Bug 318875 (CVE-2010-1167)

Summary:	<net-mail/fetchmail-6.3.17: Denial of service in debug mode w/ multichar locales (CVE-2010-1167)
Product:	Gentoo Security	Reporter:	Torsten Veller (RETIRED) <tove>
Component:	Vulnerabilities	Assignee:	Gentoo Security <security>
Status:	RESOLVED FIXED
Severity:	minor	CC:	net-mail+disabled, tomas.caithaml
Priority:	High
Version:	unspecified
Hardware:	All
OS:	Linux
URL:	http://fetchmail.berlios.de/fetchmail-SA-2010-02.txt
Whiteboard:	C3 [noglsa]
Package list:		Runtime testing required:	---

Description Torsten Veller (RETIRED) gentoo-dev

2010-05-07 15:49:48 UTC

net-mail/fetchmail-6.3.17 is in the tree and works for me.

Consider early stabilization for:

alpha@gentoo.org amd64@gentoo.org arm@gentoo.org hppa@gentoo.org ia64@gentoo.org ppc@gentoo.org ppc64@gentoo.org s390@gentoo.org sh@gentoo.org sparc@gentoo.org x86@gentoo.org

Comment 1 Tobias Heinlein (RETIRED) gentoo-dev

2010-05-07 23:52:58 UTC

Thanks, Torsten!

Arches, please test and mark stable:
=net-mail/fetchmail-6.3.17
Target keywords : "alpha amd64 arm hppa ia64 ppc ppc64 s390 sh sparc x86"

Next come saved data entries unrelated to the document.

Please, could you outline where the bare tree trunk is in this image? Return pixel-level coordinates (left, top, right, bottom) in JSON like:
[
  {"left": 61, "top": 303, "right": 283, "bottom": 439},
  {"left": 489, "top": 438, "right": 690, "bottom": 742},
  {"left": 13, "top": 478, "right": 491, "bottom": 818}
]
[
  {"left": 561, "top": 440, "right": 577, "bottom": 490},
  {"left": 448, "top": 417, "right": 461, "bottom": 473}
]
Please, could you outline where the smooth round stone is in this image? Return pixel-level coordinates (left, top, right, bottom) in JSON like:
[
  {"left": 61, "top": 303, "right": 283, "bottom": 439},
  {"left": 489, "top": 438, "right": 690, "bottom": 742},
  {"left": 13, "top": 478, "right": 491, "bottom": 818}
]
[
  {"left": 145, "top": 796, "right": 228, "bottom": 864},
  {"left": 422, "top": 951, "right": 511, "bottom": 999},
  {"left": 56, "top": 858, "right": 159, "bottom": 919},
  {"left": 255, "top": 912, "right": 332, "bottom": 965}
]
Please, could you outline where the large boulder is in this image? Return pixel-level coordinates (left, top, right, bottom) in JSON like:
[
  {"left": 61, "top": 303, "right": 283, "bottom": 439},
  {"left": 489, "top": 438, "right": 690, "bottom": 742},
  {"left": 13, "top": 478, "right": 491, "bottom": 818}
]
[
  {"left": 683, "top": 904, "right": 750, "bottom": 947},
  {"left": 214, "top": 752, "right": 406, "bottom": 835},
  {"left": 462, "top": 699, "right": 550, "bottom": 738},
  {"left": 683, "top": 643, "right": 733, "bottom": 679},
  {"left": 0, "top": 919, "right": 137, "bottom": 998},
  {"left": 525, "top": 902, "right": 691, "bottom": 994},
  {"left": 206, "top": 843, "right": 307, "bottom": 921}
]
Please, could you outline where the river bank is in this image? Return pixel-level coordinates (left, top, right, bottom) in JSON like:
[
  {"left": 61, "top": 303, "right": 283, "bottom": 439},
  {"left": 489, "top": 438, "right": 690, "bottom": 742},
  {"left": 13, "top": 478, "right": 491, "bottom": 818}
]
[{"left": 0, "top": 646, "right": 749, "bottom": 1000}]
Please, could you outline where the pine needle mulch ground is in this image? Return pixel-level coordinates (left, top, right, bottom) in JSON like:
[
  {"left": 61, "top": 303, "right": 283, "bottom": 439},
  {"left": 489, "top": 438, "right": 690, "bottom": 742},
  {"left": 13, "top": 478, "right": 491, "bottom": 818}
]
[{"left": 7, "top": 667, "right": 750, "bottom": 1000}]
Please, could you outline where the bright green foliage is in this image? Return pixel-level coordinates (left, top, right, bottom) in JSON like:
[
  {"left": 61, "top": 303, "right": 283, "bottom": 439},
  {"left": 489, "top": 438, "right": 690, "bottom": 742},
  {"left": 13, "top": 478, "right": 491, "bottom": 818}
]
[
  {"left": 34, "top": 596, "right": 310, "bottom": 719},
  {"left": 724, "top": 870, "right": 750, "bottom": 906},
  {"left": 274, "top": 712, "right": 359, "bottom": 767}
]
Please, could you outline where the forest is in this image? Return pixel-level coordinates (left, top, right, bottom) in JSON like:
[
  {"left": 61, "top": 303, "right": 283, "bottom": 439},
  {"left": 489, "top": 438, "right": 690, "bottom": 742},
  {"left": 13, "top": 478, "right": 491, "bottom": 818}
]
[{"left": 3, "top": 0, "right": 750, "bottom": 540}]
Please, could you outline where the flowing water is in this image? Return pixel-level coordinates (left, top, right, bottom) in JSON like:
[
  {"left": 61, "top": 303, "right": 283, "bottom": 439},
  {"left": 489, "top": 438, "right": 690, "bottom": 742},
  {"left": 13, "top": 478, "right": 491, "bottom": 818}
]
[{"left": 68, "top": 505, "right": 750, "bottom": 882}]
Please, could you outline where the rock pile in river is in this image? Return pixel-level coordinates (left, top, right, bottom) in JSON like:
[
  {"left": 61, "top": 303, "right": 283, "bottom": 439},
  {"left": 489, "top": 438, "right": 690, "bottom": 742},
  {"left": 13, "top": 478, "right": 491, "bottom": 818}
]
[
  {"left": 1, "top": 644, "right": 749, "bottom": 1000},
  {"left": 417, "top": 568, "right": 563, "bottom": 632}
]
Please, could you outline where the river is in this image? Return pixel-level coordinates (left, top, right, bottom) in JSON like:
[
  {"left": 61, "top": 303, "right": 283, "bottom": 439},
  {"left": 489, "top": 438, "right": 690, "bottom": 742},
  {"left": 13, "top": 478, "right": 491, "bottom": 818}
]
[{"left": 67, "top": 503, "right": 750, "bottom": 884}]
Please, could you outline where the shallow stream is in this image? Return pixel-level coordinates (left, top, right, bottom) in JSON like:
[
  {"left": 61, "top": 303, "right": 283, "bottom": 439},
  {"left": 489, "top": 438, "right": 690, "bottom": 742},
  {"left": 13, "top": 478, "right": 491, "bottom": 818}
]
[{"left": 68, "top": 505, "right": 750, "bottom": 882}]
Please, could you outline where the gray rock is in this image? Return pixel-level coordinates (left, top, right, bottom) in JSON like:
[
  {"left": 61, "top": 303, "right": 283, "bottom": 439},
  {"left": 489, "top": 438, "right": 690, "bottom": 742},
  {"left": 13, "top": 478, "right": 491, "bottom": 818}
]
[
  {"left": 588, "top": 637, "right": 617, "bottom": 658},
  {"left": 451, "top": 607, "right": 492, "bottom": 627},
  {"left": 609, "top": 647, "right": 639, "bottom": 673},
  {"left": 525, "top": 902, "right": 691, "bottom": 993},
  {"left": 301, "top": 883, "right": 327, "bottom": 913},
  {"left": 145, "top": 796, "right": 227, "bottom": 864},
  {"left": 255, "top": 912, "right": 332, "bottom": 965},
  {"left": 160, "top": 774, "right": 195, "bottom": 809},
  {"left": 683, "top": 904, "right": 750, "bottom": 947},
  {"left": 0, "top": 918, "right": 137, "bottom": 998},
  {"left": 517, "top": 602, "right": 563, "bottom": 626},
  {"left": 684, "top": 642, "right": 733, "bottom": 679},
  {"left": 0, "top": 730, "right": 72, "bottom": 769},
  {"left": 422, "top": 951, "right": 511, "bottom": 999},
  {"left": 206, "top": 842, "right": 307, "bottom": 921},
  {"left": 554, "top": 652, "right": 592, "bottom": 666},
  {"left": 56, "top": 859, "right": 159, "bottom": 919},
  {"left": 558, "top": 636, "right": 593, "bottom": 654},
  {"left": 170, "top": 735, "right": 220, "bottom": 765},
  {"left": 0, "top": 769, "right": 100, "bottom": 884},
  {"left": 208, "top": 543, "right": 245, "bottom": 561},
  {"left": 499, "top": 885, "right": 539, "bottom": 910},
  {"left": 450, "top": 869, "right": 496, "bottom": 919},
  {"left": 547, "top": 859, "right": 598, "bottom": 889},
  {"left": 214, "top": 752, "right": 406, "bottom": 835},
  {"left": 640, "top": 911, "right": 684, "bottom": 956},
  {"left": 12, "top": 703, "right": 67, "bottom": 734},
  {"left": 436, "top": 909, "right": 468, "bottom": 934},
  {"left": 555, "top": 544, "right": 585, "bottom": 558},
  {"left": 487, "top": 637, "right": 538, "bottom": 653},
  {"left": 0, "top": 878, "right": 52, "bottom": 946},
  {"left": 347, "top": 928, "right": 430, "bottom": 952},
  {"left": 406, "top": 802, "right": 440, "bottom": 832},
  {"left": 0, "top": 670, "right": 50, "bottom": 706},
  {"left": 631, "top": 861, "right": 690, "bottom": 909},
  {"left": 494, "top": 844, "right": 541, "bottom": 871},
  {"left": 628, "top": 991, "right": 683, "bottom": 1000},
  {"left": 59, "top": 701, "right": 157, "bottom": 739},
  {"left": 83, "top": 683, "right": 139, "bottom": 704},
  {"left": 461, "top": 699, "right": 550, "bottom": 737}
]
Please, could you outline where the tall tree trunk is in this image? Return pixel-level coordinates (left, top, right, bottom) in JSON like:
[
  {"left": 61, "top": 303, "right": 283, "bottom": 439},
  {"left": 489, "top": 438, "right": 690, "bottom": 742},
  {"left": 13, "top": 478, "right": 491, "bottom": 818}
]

Comment 2 Torsten Veller (RETIRED) gentoo-dev

2010-05-08 06:52:36 UTC

x86 and amd64 stable

Comment 3 Thomas Kahle (RETIRED) gentoo-dev

2010-05-08 15:37:08 UTC

*** Bug 312867 has been marked as a duplicate of this bug. ***

Comment 4 Jeroen Roovers (RETIRED) gentoo-dev

2010-05-08 17:52:12 UTC

Stable for HPPA.

Comment 5 Raúl Porcel (RETIRED) gentoo-dev

2010-05-09 18:38:25 UTC

alpha/arm/ia64/s390/sh/sparc stable

Comment 6 Brent Baude (RETIRED) gentoo-dev

2010-05-10 15:42:44 UTC

ppc64 done

Comment 7 Joe Jezak (RETIRED) gentoo-dev

2010-05-12 22:54:42 UTC

Marked ppc stable.

Comment 8 Alex Legler (RETIRED) archtester

2010-05-13 06:25:49 UTC

net-mail: Please remove old versions.

No GLSA is sent as this issue only exists in debug mode.